7. What are the joys?  

 

Being out there amongst the schools and parishes where every day is a new adventure makes life sweet. The playgroups are fun and provide hope that our future is in capable hands. I loved the craft group at Kotara - a group of long time parishioners and friends getting together to knit, sew and drink tea. I have been touched by the willingness of young families to be involved in the after Mass cuppa and to express a desire to have a children's liturgy introduced. The staff at the schools have been so accommodating and open to ideas. But the greatest joy is getting amongst the simple things that can make the biggest difference.

 

8. Obviously Helene you are committed to the Church, while living in an increasingly secular society. What is the foundation of your commitment, and what is it that draws you to want to draw others to the Church?

 

If I divided my life up into a pie (vegetable, of course) I would cut equal parts to represent home and family, sport, work, friends and faith (the Church).
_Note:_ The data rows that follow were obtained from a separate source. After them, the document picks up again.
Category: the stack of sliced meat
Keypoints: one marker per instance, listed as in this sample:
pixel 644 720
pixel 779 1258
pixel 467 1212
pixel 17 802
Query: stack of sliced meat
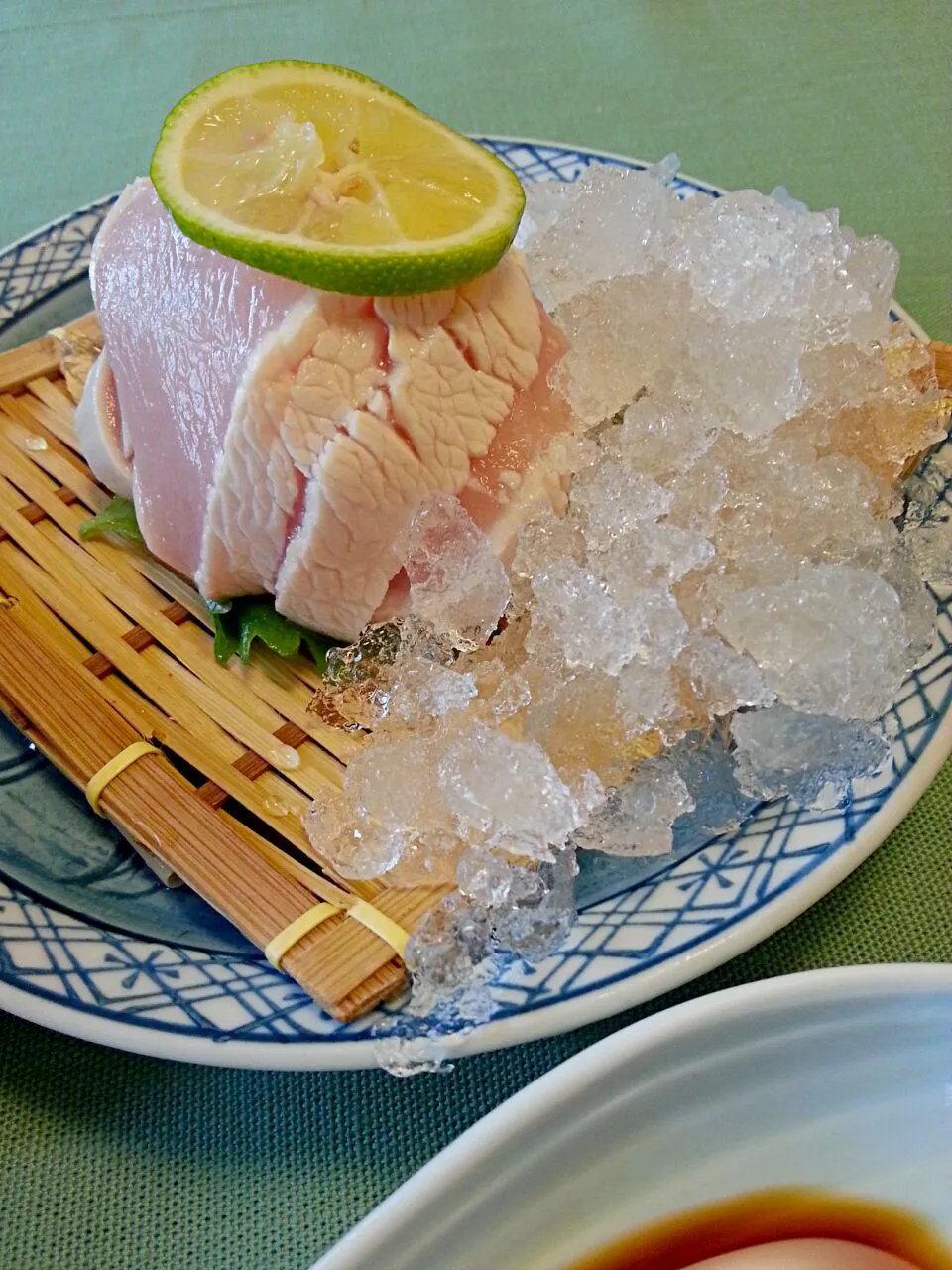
pixel 278 440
I attended Mass every morning with my brother while we were in primary school. He would serve on the altar, I would play cricket in the playground. He ended up a priest/theologian, I ended up a sports junkie! For me that was the start of combining Church and community.

 

I was fortunate when I was in high school that the Catholic youth dances were the 'in' place to be so there was no peer pressure if you attended such activities. When I began work I travelled away most weekends for sporting commitments but I always found time to practise my faith and was proud to proclaim I was a Catholic.

 

I've shared the faith journey through married life with Mick who is now a guitar playing member of the St Philip's Kotara church band. But it's always been about the people I meet and how I can enjoy attending a church gig as much as I can a sports awards night, a weekend surfing trip or a play at the Civic Theatre.

 

I've had twists and turns in life but my faith has remained constant. Being a Catholic isn't about blaming or harbouring guilt, it's about welcoming others in a true sense of community.